Scanning a file

Sat Oct 29 18:55:32 EDT 2005

Steven D'Aprano wrote:
> On Fri, 28 Oct 2005 06:22:11 -0700, pinkfloydhomer at gmail.com wrote:
> 
>>Which is quite fast. The only problems is that the file might be huge.
> 
> What *you* call huge and what *Python* calls huge may be very different
> indeed. What are you calling huge?
> 

I'm not saying that it is too big for Python. I am saying that it is too 
big for the systems it is going to run on. These files can be 22 MB or 5 
GB or ..., depending on the situation. It might not be okay to run a 
tool that claims that much memory, even if it is available.

> 
>>I really have no need for reading the entire file into a string as I am
>>doing here. All I want is to count occurences this substring. Can I
>>somehow count occurences in a file without reading it into a string
>>first?
> 
> Magic?
> 

That would be nice :)

But you misunderstand me...

> You have to read the file into memory at some stage, otherwise how can you
> see what value the bytes are? 

I haven't said that I would like to scan the file without reading it. I 
am just saying that the .count() functionality implemented into strings 
could just as well be applied to some abstraction such as a stream (I 
come from C++). In C++, the count() functionality would be separated as 
much as possible from any concrete datatype (such as a string), 
precisely because it is a concept that is applicable at a more abstract 
level. I should be able to say "count the substring occurences of this 
stream" or "using this iterator" or something to that effect. If I could say

print file("filename", "rb").count("\x00\x00\x01\x00")

(or something like that)

instead of the original

print file("filename", "rb").read().count("\x00\x00\x01\x00")

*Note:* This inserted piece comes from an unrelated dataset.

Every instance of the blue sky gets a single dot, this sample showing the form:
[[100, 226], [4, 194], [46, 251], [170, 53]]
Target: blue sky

it would be exactly what I am after. What is the conceptual difference? 
The first solution should be at least as fast as the second. I have to 
read and compare the characters anyway. I just don't need to store them 
in a string. In essence, I should be able to use the "count occurences" 
functionality on more things, such as a file, or even better, a file 
read through a buffer with a size specified by me.

> 
> Here is another thought. What are you going to do with the count when you
> are done? That sounds to me like a pretty pointless result: "Hi user, the
> file XYZ has 27 occurrences of bitpattern \x00\x00\x01\x00. Would you like
> to do another file?"
> 

It might sound pointless to you, but it is not pointless for my purposes :)

If you must know, the above one-liner actually counts the number of 
frames in an MPEG2 file. I want to know this number for a number of 
files for various reasons. I don't want it to take forever.

> If you are planning to use this count to do something, perhaps there is a
> more efficient way to combine the two steps into one -- especially
> valuable if your files really are huge.
> 

Of course, but I don't need to do anything else in this case.

/David